Are the processors that do not support PAE being used in current systems? I'm looking at how much risk there is in setting PAE as the default mode in a linux distribution.
Thanks for the help!
Edit: (By the way, I am looking into this for the admins of the Devil-Linux Linux distribution.)
You should be pretty safe assuming PAE for any Pentium II or Athlon or newer, although some Pentium M's (marketed as Centrino)--namely, those with a 400 MHz bus--do not support PAE.
http://en.wikipedia.org/wiki/Physical_Address_Extension
http://pacoup.com/2009/05/27/pae-vs-64-bit-what-manufacturers-dont-want-you-to-know/comment-page-1
You should basically list these CPUs in the system requirements for your Linux distribution, or provide an alternate distro that has PAE disabled by default.

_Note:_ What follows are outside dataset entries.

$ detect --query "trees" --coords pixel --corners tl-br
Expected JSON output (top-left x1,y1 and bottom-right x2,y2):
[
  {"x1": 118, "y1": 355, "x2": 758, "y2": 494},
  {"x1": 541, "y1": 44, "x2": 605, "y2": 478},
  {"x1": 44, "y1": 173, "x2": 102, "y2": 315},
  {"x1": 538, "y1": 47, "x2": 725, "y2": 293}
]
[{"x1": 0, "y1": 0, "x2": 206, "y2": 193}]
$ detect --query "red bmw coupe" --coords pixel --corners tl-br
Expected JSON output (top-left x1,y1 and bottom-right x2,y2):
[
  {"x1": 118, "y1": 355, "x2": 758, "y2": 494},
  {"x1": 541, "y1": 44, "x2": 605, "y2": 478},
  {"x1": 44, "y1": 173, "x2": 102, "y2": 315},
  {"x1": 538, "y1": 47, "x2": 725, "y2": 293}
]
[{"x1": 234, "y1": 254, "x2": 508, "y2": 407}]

I'll answer from a different perspective -- how much end user benefit there is in PAE today. In my experience, PAE is a technology that even quite tech-savvy users don't know about or don't care about (or both)... For most sysadmins today, if they need more than ~3.5GB RAM, they'll immediately reach for a 64-bit OS.
So IMHO regardless of how little incompatibility risk PAE has, you should not enable it. PAE's use case has been completely taken over by 64bit addressing now.
Note however that NX is a feature that is marketed quite a lot, and that feature requires PAE (even Windows had to enable PAE with physical address space limited to 4GB in order to enable NX), and there is a lot of CPUs that support NX that do not support 64-bit.
Is there a benefit for systems with 32 bit cpu and 2 or fewer GB of ram? There might be. But I believe even a VIA C7M supports it, it might be possible that some very low end embeded CPUs might not, but they will not be running a standard distro anyways. I would say go for it if you have any reason to at all, unless you really target the low end, I doubt anyone will be hit by it. I think the early VIA CPU (the C3, perhaps the early C7?) may not have supported it (I know some were Pentium compatible, not PPro), and that is probably it.
I may be wrong but don't Linux distributions usually check for certain features during installation to decide which kernel to install? Ubuntu Precise, for example, has two kernels, pae and non-pae, and seems to choose the correct one.
Can't the kernel detect this during runtime yet? Ubuntu, again, for later kernels seem to have dropped -pae from their kernels. I don't know if this means they've dropped pae support (which I doubt) or it is detected during runtime.